Le silence dura quelques minutes le temps que Tom se ressaisisse: il fallait contacter au plus vite le préfet pour livrer ces précieux résultats au plus haut niveau. 

Ce qu’il fit dans l’heure qui suivit.

 

Midi. Malgré l’euphorie provoquée par l’annonce de la découverte de DAPHNEE aux équipes du préfet, Tom pris le temps de faire à manger aux enfants: “la cantine à papa” comme ils aimaient chanter.
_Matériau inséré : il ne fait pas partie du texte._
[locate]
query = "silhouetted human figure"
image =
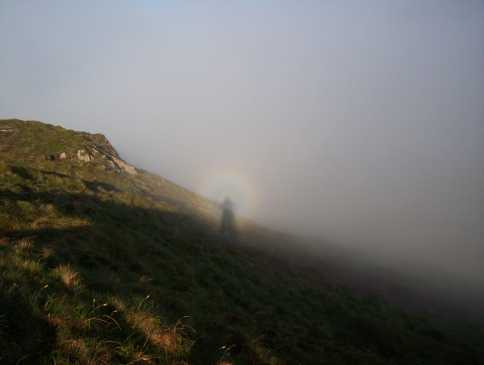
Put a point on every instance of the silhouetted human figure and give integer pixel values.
(228, 218)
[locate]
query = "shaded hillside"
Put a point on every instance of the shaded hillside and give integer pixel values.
(102, 263)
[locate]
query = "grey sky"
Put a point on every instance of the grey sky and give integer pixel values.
(361, 121)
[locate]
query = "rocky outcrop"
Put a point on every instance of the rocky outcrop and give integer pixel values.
(124, 166)
(83, 155)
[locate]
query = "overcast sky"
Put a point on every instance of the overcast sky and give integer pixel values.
(362, 121)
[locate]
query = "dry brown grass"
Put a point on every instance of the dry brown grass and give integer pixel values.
(168, 339)
(24, 245)
(68, 276)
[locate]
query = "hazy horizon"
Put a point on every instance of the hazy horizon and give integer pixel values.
(360, 123)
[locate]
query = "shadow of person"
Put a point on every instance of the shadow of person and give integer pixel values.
(227, 226)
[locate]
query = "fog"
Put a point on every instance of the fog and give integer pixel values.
(359, 122)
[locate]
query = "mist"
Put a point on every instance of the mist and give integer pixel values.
(358, 122)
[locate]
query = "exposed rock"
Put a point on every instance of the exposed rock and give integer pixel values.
(82, 155)
(124, 166)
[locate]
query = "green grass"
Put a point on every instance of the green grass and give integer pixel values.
(100, 267)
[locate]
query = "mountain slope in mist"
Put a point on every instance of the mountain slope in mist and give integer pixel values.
(103, 263)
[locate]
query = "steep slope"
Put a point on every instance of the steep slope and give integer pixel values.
(103, 263)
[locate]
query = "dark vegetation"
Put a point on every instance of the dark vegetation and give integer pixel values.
(98, 266)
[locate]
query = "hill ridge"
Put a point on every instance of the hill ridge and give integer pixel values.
(101, 266)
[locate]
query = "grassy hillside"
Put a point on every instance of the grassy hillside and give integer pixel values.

Bref: des pâtes et du jambon mais le tout bien gratiné !

Arthur arriva dans le salon avec le café préparé pour son “petit papa”: avec un sucre et le dessin d’un bonhomme sur la mousse. 
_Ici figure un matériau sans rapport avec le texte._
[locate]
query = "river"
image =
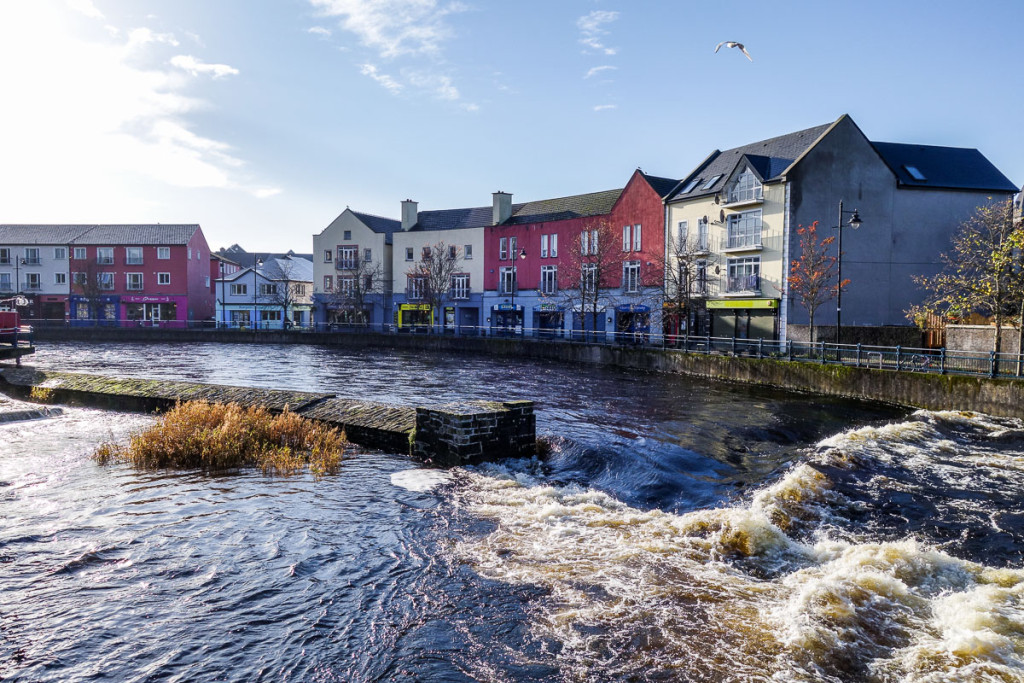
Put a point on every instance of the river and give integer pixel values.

Tom regardait les informations mais aucune news ne reflétait déjà les conséquences des prédictions qu’il avait livrées. Surement le gouvernement avait besoin de vérifier les données ou de coordonner la logistique associée. Le président fit toutefois une déclaration à la presse sur l’arsenal de guerre: il était question de relocaliser la production d’équipements médicaux et de masques pour redonner de l’indépendance et de la grandeur à la souveraineté européenne. Enfin ! L’industrie automobile allait contribuer à cet effort de guerre en produisant des respirateurs en masse avec le géant de l’air liquide: produire en 50 jours l’équivalent de 3 ans d’équipements. Malgré toutes ces bonnes nouvelles, Tom songeait à son client industriel qui lui avait annoncé un retard du projet de plusieurs mois peut être. Cette période allait être difficile pour tout le monde c’est sur mais lui ne se plaignait pas, il avait encore quelques belles commandes à honorer.

 

- Papa c’est marrant ton dessin. Ça ressemble à des fourmis qui se déplacent. Tu vois: le nid des fourmis il est ici, dit Louise.

- Ne touche pas Louise, c’est pour mon boulot. 
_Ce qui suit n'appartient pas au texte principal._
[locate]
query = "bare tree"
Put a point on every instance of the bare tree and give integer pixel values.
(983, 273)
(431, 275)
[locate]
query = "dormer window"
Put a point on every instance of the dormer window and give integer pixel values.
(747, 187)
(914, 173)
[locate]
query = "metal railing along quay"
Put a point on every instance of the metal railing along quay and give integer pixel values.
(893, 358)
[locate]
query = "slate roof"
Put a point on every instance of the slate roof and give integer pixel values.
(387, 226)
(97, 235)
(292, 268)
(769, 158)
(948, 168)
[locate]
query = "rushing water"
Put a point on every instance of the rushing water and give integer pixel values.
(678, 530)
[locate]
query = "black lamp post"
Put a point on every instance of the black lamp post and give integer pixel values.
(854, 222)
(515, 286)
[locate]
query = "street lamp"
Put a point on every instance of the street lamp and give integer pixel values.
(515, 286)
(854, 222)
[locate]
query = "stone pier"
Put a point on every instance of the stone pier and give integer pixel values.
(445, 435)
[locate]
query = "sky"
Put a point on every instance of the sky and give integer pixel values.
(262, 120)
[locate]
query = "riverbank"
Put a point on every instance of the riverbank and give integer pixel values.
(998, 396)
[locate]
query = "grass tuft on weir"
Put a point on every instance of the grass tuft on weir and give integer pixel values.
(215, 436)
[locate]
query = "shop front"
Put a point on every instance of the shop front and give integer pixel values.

- Oui et bien le nid des fourmis il est quand même ici, tu vois.

Tom s’approcha intrigué par cette analogie surprenante avec le monde des insectes. Ce n’était qu’une carte du flux du virus avec les principaux foyers mondiaux évoluant dans le temps depuis 2 semaines et les prédictions sur la semaine suivante. Il regarda le bout du doigt de sa fille indiquant le fameux “nid des fourmis” et sentit son cœur gonfler aussi gros que le fameux nid de fourmis, rouge, coincé entre deux civilisations : IRAN

Il n’eut pas le temps d’entendre les palpitations monter au même rythme que la sonnerie de son téléphone qu’il décrocha.

- Oui Olivia qu’est ce qu’il y a?

Silence au bout du fil.

- Assis toi. Ils ont testé tout le personnel. Je suis positive, Tom.